Christmas is the best time of the year! Giving gifts to family and friends, cooking scrumptious family meals, and lighting the lights on a winking, twinkling Christmas tree are things many of us look forward to every year.
And with so many novel sights and smells–not to mention the occasional present under the tree–the holiday season can be a lot of fun for Fido too! Many families have developed traditions that include their pet in the festivities, such having as their own stocking or festive get-up. But some parts of the holidays are best observed rather than experienced hands-on. One of these is the indoor Christmas tree.
With a delicious smell and so many interesting lights and ornaments, it’s no wonder that your dog might show too much interest in the Christmas tree. The last thing you want is to recreate a slapstick scene from a holiday movie and watch in horror as your over-excited pupper knocks the tree off its stand. At best, a huge mess to clean up. At its worst, dangerous broken ornaments and exposed wiring. But spending a little time training your dog to leave the tree alone can keep the holidays safe, and best of all, fun for everyone!

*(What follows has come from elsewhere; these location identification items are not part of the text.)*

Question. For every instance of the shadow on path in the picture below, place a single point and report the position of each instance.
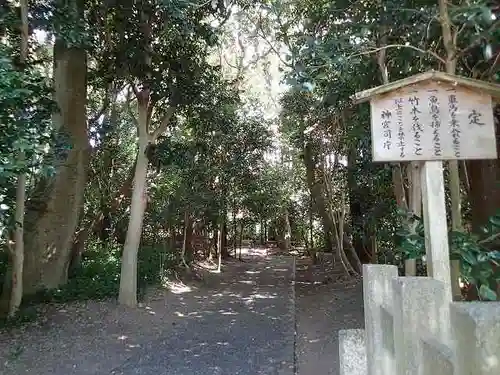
(322, 309)
(236, 322)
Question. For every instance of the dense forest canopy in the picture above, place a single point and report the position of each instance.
(139, 135)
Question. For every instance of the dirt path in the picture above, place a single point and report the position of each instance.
(322, 309)
(241, 321)
(238, 322)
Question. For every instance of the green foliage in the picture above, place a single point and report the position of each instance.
(478, 255)
(25, 112)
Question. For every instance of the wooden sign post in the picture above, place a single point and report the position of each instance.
(433, 117)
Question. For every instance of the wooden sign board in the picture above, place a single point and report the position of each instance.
(432, 120)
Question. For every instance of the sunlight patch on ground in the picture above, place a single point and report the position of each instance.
(177, 287)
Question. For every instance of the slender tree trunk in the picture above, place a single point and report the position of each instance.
(220, 245)
(17, 254)
(235, 229)
(288, 231)
(128, 277)
(311, 222)
(185, 240)
(52, 213)
(241, 239)
(262, 231)
(416, 208)
(454, 175)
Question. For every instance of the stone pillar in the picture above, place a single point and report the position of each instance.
(378, 299)
(421, 311)
(352, 352)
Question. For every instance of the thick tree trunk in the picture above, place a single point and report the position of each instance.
(364, 253)
(128, 277)
(318, 198)
(53, 210)
(16, 294)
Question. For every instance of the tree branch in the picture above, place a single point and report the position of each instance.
(427, 52)
(165, 121)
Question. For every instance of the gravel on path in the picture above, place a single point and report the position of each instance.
(325, 303)
(236, 322)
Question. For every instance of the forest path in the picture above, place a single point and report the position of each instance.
(326, 302)
(240, 321)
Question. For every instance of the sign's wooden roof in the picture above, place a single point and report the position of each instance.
(475, 84)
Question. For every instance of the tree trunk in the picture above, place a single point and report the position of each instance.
(220, 245)
(16, 294)
(185, 239)
(53, 211)
(128, 277)
(241, 239)
(318, 197)
(416, 208)
(356, 211)
(288, 231)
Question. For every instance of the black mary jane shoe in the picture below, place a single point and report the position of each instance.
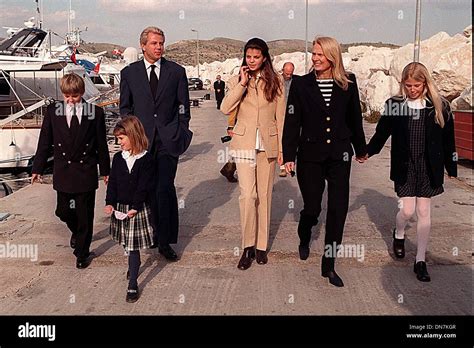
(421, 271)
(398, 246)
(132, 295)
(334, 279)
(303, 250)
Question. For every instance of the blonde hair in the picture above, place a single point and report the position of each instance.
(147, 30)
(72, 84)
(133, 129)
(333, 53)
(418, 72)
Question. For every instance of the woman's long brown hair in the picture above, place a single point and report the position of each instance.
(272, 87)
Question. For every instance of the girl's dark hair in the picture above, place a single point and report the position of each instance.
(133, 129)
(272, 83)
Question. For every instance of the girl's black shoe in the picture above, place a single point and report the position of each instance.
(421, 272)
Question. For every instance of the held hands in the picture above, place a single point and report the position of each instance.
(280, 158)
(36, 178)
(244, 75)
(108, 209)
(362, 159)
(290, 167)
(131, 213)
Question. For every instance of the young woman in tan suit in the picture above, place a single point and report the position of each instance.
(256, 144)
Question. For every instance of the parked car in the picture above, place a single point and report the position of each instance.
(194, 83)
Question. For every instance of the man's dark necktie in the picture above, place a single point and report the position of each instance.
(153, 81)
(74, 126)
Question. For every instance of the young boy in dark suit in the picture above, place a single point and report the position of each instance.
(76, 131)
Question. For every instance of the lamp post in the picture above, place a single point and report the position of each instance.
(306, 40)
(197, 47)
(416, 54)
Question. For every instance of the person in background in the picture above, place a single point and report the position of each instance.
(421, 125)
(219, 89)
(287, 73)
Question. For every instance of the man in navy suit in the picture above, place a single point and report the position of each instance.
(156, 91)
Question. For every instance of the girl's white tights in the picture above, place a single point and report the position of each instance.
(422, 207)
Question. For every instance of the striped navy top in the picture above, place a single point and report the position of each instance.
(325, 85)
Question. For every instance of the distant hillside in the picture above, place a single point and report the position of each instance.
(96, 47)
(220, 49)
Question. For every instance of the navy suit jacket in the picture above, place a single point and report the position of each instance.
(75, 163)
(168, 113)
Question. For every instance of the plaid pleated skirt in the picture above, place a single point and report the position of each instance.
(418, 181)
(132, 233)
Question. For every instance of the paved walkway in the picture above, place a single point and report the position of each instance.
(206, 279)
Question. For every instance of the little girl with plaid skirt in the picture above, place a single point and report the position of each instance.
(421, 125)
(127, 199)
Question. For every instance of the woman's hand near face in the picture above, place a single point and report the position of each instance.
(244, 75)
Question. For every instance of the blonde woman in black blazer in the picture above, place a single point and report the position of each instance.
(322, 123)
(422, 129)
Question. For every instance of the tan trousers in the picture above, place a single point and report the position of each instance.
(255, 201)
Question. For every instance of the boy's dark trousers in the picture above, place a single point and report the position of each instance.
(77, 211)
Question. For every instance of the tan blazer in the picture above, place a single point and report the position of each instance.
(255, 112)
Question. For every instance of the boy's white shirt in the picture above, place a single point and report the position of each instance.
(130, 159)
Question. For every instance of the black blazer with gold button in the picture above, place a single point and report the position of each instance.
(315, 132)
(75, 163)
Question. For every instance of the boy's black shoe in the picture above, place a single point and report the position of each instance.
(132, 295)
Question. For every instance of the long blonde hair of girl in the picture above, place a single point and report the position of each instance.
(418, 72)
(133, 129)
(332, 51)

In this guide, we’ll show you how to do just that. But if you need a little help getting started on your dog training adventure, book a FREE Discovery Call on Alaska Dog Works (dot) com
Having a dog doesn’t mean that you can’t enjoy having a beautiful indoor Christmas tree. Training your dog to look and not touch is the best way to avoid holiday disaster and give you peace of mind all season long.
Whether you are dealing with a young puppy, an adult dog, or ever an elderly canine, using patience and compassionate training methods while reinforcing the training as needed will go a long way to saving the tree and keeping your pup away from harm.

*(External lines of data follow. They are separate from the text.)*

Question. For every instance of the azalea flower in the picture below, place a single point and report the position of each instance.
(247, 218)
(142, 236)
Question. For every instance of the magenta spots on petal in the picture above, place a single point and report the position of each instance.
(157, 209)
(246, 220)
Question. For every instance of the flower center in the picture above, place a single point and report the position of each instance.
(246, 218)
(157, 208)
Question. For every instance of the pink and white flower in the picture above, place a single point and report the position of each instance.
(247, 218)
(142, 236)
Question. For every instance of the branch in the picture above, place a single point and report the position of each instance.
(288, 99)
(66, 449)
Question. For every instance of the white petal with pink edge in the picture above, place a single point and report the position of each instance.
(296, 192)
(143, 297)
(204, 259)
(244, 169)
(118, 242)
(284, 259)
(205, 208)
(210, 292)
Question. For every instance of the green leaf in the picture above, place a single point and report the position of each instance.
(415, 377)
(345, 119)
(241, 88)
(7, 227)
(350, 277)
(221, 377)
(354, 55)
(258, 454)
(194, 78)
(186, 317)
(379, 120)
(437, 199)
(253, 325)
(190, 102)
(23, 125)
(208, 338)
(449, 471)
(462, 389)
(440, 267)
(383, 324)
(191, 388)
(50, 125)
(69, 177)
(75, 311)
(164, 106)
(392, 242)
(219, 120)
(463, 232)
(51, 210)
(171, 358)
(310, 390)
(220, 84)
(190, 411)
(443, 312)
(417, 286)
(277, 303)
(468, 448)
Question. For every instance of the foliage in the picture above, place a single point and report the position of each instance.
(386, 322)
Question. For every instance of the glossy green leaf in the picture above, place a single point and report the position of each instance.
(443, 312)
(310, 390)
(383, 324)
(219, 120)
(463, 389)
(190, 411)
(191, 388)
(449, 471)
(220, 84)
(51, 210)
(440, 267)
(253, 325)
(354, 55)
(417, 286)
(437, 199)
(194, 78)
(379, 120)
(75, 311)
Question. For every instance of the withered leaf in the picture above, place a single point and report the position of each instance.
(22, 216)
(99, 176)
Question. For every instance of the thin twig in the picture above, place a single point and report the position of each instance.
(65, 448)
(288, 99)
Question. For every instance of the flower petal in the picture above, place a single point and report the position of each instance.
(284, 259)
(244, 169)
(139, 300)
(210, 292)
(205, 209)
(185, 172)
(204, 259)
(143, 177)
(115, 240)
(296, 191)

Christmas trees present several dangers, including tree water that could contain toxic additives, pine needles that could damage your dog’s mouth or digestive system if eaten, lights that could cause electrocution, or various kinds of ornaments that could look tasty. Not to mention any presents waiting under the tree that you probably don’t want your dog to get into, or pee on!
You will want to teach your dog that the tree and surrounding area is off limits. This can be accomplished with deterrent barriers, training to obey verbal commands to avoid the tree, or directing your dog away from the tree. Remember to be consistent and patient with your dog while he is learning these new boundaries.
For the two methods we will talk about today, you’ll want to have a supply of treats. Using high value treats during training sessions is recommended, so aim for something your dog really loves but doesn’t usually get, such as bits of chicken. You may also want to have their favorite toys nearby to use as distractions while training.
We’d all love to have unlimited time to spend teaching our dog, but the reality is that you can’t have eyes on them every moment. So, while your dog is still learning how to leave the Christmas tree alone, it may be wise to have boundary or deterrent to keep them away from it until they know their boundaries. Items you can use around the tree include aluminum foil, tacky/sticky mats or tape available at pet stores or for holding carpet in place, a hard plastic mat with a nubby surface, or carpet runners with spikes turned up that can be found at hardware stores. You can also use a baby gate to keep your dog out of the room where the tree is located until you able to supervise.
Redirect away from tree Method
Watch your dog carefully. When he approaches the tree, say “away,” and toss a treat on the floor away from the tree.
Your dog will go get the treat. Now provide a toy, play with your dog, or let your dog outside to distract them from the tree.
Repeat whenever the dog approaches the tree for a couple of days, saying “away” and tossing a treat away from the tree.
Reward away from tree
When your dog has learned to move away from the tree for a treat, use the “away” command without tossing a treat. Then, when your dog moves away, give him a treat out of your hand. Alternate providing treats with just giving praise or playing with them.
Repeat and distract
Continue to provide the “away” command whenever your dog approaches the tree and give them verbal praise like “good.” Providing a chew toy away from the tree to distract your dog may continue to be beneficial.
Once your dog has the “away” command down, start using it when he approaches the tree and just giving verbal praise with no treat.
The Leave it Method
Present treat in hand
Hold your closed hand out to your dog with a treat wrapped in your hand.
Say “leave it”
When your dog nuzzles, licks or paws at your hand to reach the treat, say “Leave it”.
Reinforce “leave it”
When your dog stops trying to reach the treat, say “good” and provide a different treat from your other hand. Gradually start leaving treats on the ground and using the ‘leave it’ command. When your dog obeys, reward with a better treat. Repeat until the ‘leave it’ command is established.
Apply “leave it” to the tree
Supervise your dog around the Christmas tree. When your dog approaches the tree, say “leave it” making sure to give your dog a treat when they obey.
Reward hesitation and distract
When your dog hesitates in his approach, call him away from the tree and reward him.
Repeat “leave it” for tree
Repeat for several days, replacing treats with praise. Eventually, just command the dog to “leave it” when he approaches the tree.